The federal suit, filed July 25 in U.S. District Court by 13 current or former DSNY enforcement agents and associate sanitation enforcement agents seeks department-wide corrections of the alleged inequalities, compensatory and punitive damages and back pay with interest.
The suit claims that the duties of the DSNY’s enforcement agents and associate enforcement agents are essentially the same as those of DSNY police officers, but that sanitation police make substantially more than enforcement agents and receive better benefits while they are employed and also following their retirement from the agency. According to the complaint, DSNY police make $77,318 after five-and-a-half years with the department, while “many” enforcement agents pull in less than $45,000 after 15 or even 30 years.

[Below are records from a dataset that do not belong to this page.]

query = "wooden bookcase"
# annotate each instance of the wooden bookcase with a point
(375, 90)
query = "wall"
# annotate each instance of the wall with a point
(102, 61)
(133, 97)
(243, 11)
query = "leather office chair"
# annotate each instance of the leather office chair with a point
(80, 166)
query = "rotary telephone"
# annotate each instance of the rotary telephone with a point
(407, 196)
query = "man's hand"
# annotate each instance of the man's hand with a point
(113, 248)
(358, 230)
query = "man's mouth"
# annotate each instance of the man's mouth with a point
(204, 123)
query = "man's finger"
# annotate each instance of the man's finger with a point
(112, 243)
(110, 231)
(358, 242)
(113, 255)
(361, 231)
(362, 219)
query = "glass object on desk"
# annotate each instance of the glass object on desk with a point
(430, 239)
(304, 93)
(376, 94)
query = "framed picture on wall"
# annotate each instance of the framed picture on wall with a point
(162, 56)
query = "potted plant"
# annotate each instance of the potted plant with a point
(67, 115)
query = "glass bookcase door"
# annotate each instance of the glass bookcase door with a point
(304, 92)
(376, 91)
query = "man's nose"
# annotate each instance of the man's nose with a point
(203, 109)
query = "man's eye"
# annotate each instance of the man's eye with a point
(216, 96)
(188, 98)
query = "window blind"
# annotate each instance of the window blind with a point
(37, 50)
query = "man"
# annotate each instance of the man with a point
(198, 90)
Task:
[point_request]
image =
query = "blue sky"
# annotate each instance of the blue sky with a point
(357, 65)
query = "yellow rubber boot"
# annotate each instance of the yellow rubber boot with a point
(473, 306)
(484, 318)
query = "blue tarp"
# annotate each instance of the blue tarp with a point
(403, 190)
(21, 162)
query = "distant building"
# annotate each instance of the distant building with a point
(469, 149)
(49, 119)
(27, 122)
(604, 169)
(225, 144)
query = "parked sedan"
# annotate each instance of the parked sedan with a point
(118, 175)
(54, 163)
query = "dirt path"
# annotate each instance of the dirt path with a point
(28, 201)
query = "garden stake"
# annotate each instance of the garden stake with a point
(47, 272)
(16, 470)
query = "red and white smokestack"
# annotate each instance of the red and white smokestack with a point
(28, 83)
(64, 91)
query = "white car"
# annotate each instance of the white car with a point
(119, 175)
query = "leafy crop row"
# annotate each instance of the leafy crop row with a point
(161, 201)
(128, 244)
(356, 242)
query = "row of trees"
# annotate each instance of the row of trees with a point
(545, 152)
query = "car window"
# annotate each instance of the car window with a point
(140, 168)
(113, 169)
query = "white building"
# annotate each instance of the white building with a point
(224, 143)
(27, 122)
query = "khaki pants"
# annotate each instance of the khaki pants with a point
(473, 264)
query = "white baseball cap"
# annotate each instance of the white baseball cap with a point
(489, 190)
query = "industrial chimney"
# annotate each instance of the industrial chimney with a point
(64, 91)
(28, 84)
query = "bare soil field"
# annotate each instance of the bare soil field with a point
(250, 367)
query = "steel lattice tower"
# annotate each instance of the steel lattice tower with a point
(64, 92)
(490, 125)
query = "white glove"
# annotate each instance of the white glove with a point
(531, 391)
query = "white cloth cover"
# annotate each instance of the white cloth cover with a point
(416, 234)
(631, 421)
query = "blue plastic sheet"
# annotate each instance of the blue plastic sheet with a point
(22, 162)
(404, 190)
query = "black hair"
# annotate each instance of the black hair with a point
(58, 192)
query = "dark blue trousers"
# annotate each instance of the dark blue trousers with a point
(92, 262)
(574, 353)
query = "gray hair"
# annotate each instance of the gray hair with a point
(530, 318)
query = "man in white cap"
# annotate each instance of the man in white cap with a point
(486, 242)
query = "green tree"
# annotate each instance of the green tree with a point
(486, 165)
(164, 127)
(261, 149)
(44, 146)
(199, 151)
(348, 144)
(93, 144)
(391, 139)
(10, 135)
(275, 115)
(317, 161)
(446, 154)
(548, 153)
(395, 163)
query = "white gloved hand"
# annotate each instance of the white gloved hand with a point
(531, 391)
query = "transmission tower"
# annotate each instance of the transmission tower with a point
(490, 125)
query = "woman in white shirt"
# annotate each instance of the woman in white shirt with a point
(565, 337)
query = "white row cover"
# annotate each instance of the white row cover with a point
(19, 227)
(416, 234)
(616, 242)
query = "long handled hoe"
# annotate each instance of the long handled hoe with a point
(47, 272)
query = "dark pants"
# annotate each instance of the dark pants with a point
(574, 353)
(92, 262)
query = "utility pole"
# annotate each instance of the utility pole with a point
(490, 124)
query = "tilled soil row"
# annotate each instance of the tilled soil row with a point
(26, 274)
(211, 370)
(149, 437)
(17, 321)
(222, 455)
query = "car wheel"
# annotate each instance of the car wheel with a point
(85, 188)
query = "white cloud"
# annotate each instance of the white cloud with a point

All of the named plaintiffs are either Black, Hispanic or Native American with between 12 and 33 year with the department, according to the suit. Six are women. None makes or made more than $49,545, with the lowest salary being $43,000.
The enforcement agents and their union, the Law Enforcement Employees Benevolent Association, which represents both the enforcement agents as well as DSNY police, have for years advocated for enforcement agents to be recognized as part of the department’s uniformed services.
The current suit says that like their police officer colleagues at the department, enforcement agents issue parking, criminal and Environmental Control Board summonses, and investigate complaints of illegal dumping and other alleged infractions, enforce regulations and, the action claims, even make arrests.
In fact, the suit says, enforcement agents have trained Sanitation police on their tasks.
“Enforcement Agents perform work requiring equal skill, effort, and responsibility
under similar working conditions as Sanitation Police,” it says, adding that they “have the same responsibilities and carry out the same job functions as the Sanitation Police.”
But, the complaint continues, enforcement agents “are overwhelmingly minorities, while sanitation police officers are “predominately white and male.” It also alleges that, percentage-wise, there are twice as many Black enforcement agents as there are Black sanitation police officers and twice as many female enforcement agents as female DSNY police officers.
There are some notable differences between the titles, however.
DSNY police officers, like their colleagues in law enforcement, are peace officers who are licensed to carry firearms, and do so. Also unlike enforcement agents, they also must have commercial driver’s licenses, which allows them to drive plows during snow emergencies, as well as other heavy equipment when needed.
Sanitation police are also empowered to carry out vehicle stops, impound cars and trucks, detain people and issue summonses for criminal violations.
In effect, the department likens the differences between its police officers and enforcement agents as being akin to those between transit police and transit booth personnel.
The department, though, says it has made considerable efforts to close the pay gap, for instance by trying to promote enforcement agents from Level 1 to Level 2 and then onto the supervisory title, associate sanitation enforcement agent whenever possible.
But DSNY says that even that effort has been frustrated by the lack of a contract, which the department says is because enforcement agents and associate enforcement agents have declined to accept agreements that follow the city’s salary adjustment pattern.
A DSNY spokesperson said “the city’s Law Department is reviewing the case and will respond in litigation.”